Search This Blog

Tuesday 24 July 2018

PRUNING CRASSULA / JADE PLANT / MONEY PLANT

I bought a Crassula Ovata a year or two ago and grow it in my unheated garden room during the warmer months.  Over winter, I bring it inside my home.  It's a lovely plant, however, over winter it became rather 'leggy'; there were long shoots which were very healthy and green but the plant became top heavy.  It wasn't what I wanted and I needed more growth lower down.  So I pruned it.  It's not hard to do; it's the same principle as pruning anything really, just cutting off above a leaf joint.  Within a month it was sprouting new shoots from the main stem and also from where stems had been pruned. 




Pruned Crassula ovata

I do want it to grow into a good-sized plant (they can get seriously big, you know) but a manageable size.  I also don't want it to look like a bonsai but I do want it to be a good shape.  In the image below, you can see new shoots appearing from the main stem.




Pruned Crassula ovata with new shoots appearing from stems

Crassula ovata, like many succulents, is easy to propagate too and I have used two methods: I stuck a couple of the cuttings into a separate pot, and I also did a couple of leaf propagations - the leaf propagations are really easy because all I did was to leave a leaf or two lying on the surface of the gritty soil, with the base in close contact with the soil, and nature does all the rest. 




Crassula ovata leaf with new plant sprouting from the base of it

You know, I used to have one of these a decade or so ago and it grew to a good size, a very small shrub, and it would produce lovely little white flowers all over it on a regular basis.  Sadly, I had to leave it behind when I emigrated abroad for a decade.  So, I have wanted to replace it ever since.




RHS information on Crassulas (external link)

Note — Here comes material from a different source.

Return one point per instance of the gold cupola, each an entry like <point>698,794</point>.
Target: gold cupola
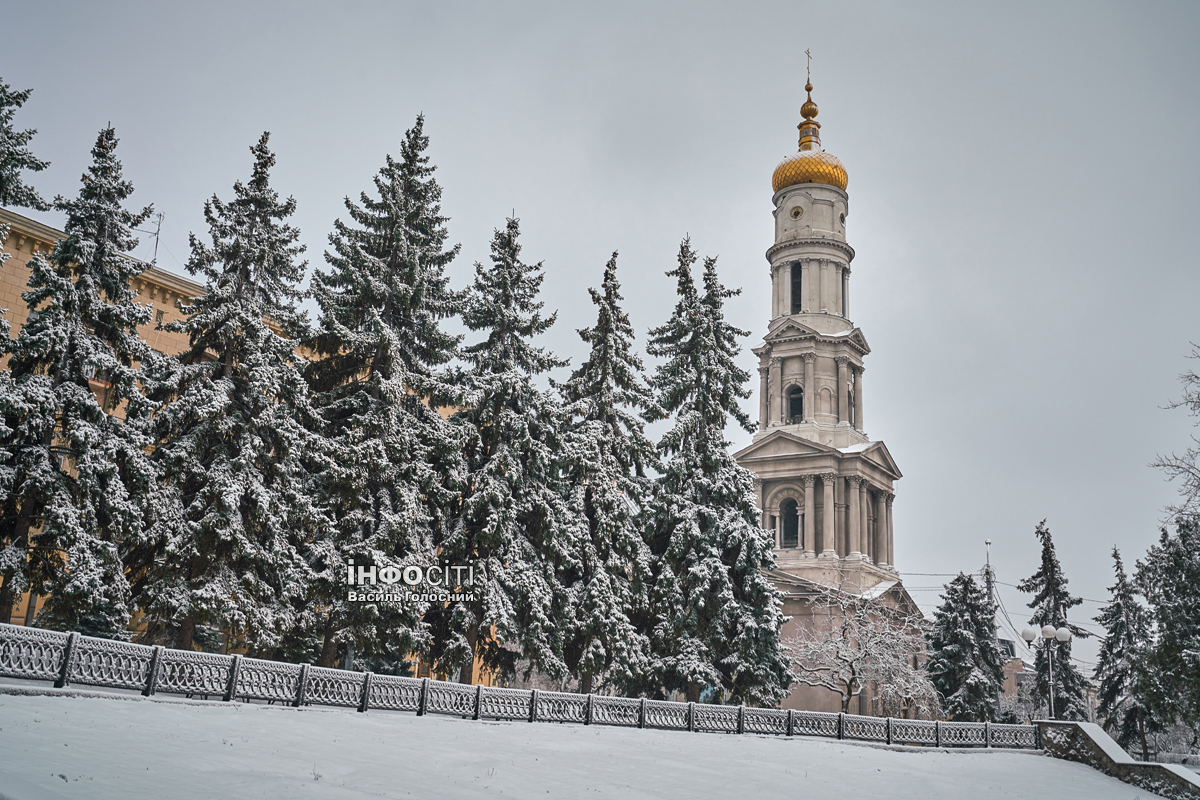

You can kill succulents easily with kindness, ie overwatering.  I think they are a bit like cacti and should be watered with caution and quite sparingly.  Don't let them sit in water and they must be grown in freely draining soil.  Mine is in a John Innes compost with a lot of gritty gravel chucked in for good measure!




Dish of succulents grown in gravelly soil in a shallow dish, in bright sunlight near

a conservatory window.  Crassula ovata is shown right at the back.  It soon outgrew that dish,

and became a small 'tree' often covered with little white flowers.